Why do we sideline our medicine?

Why do we put ourselves as acupuncturists and EAMPs in such a tight career bracket? After school, it feels like we have one option: to open our own practice and do acupuncture and herbs, or else leave the medicine.

I’ve sought to expand this by trying to get another conventional medical degree, but that isn’t working out. So I’ve been asking myself: if I don’t want to be a small business owner and I want to work with underserved and marginalized populations, what can I do as an EAMP?

Last year, I had the good fortune and networking prowess to make a volunteer position I was doing turn into a paid position at the Seattle Institute of East Asian Medicine. The future of this position is uncertain, but for the past year, we’ve been able to provide free acupuncture to low income seniors affiliated with Pike Market Senior Center, while I as an acupuncturist get paid. This is wonderful, but not enough.

Two weeks ago, I got a job at DESC, an organization that helps people who’ve lived in chronic homelessness. My new position is support and resource people who have received housing so that they can maintain stability in their lives.

This is medicine, and it is fully in the scope of the role we have as EAMPs.

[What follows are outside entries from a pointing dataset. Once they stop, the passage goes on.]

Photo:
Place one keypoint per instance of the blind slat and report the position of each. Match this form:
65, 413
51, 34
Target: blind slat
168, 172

As CAM providers, it seems like we feel that we need to practice the most literal interpretation of our medicine to be practicing. In order to do that, we’re reliant on people being able to pay out of pocket or have excellent insurance plans that cover CAM without too many restrictions. This limits access to our services to many people, and in this way we perpetuate inequity. It’s as if we’re saying that only middle and upper income level people deserve holistic healthcare. Services like community acupuncture seek to address this, but in a way that is incredibly difficult for anyone but the owner of the clinic to make a living wage working there.

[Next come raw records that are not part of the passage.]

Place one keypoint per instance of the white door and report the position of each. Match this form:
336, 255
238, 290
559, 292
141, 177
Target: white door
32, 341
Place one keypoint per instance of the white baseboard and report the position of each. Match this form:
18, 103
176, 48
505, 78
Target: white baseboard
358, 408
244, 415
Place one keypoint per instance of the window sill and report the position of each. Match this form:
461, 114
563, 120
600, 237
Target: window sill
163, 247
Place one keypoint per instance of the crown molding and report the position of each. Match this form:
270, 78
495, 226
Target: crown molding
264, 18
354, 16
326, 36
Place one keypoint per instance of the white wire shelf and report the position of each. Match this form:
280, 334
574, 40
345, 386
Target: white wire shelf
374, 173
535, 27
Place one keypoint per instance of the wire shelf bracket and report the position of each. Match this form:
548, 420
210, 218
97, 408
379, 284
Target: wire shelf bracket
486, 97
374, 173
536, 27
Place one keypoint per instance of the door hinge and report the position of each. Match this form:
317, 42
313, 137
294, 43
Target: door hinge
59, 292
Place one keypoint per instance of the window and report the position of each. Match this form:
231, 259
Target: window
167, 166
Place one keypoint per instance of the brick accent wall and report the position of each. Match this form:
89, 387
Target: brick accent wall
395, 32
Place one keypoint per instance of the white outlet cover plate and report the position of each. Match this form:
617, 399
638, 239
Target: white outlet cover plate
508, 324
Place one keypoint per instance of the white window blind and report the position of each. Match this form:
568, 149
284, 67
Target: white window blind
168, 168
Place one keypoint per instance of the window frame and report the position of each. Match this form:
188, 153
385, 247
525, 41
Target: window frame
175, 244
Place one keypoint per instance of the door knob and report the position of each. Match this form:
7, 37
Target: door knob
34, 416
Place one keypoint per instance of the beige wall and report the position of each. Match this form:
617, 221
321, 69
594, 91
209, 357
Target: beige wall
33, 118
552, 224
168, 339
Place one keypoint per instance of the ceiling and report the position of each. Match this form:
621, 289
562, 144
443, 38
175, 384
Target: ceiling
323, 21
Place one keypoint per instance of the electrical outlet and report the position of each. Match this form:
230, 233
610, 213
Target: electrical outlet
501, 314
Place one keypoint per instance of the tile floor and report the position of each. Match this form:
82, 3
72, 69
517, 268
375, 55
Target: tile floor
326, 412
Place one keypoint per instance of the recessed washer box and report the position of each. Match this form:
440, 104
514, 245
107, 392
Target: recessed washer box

By doing this, we’re sending a message, and that message is that our medicine isn’t essential, and that practitioners of our medicine shouldn’t expect the financial stability of conventional medical providers.

It’s been my experience that CAM providers are incredibly idealistic about their medicine–it’s part of what makes us accept the far lower wages and uncertain employment. We become holistic care evangelists, perpetuating a dichotomy of us versus them in the “allopathic” medical community. This only serves to further the above message that we’re not essential, and we are cut off from being a part of larger medical systems that would allow us access to more patients that could benefit from our care. We lag behind in addressing social inequity and trauma-informed care, despite being in a great position to be a part of that movement.

We need to start getting ourselves into these systems in whatever way we can if we’re going to change this. We have something extremely valuable to offer–validation of people’s subjective feelings of being unwell. If we’re to do this, we need to learn to get over ourselves. The forms we currently utilize in our practice is limited. If we’re in medicine because we wish to be healers–something you hear a lot of from CAM providers–we must be able to make our medicine work for all people, including ourselves.

I have my first job with guaranteed income and benefits for the first time in years. No, I won’t be sticking needles in people or recommending herbs, but I’m still working to benefit people and help them live to the best of their potential. Isn’t this what we’re trying to do in medicine?

I have a theory that I’m putting into practice by taking this job that if I put in my dues, I can find my way back to working under the capacity of a licensed acupuncturist. I believe that what we have is of value to underserved people, and that we can be an ally to them in receiving the full range of care they need. I think our scope is broader than we think, if only we’re willing to extend ourselves.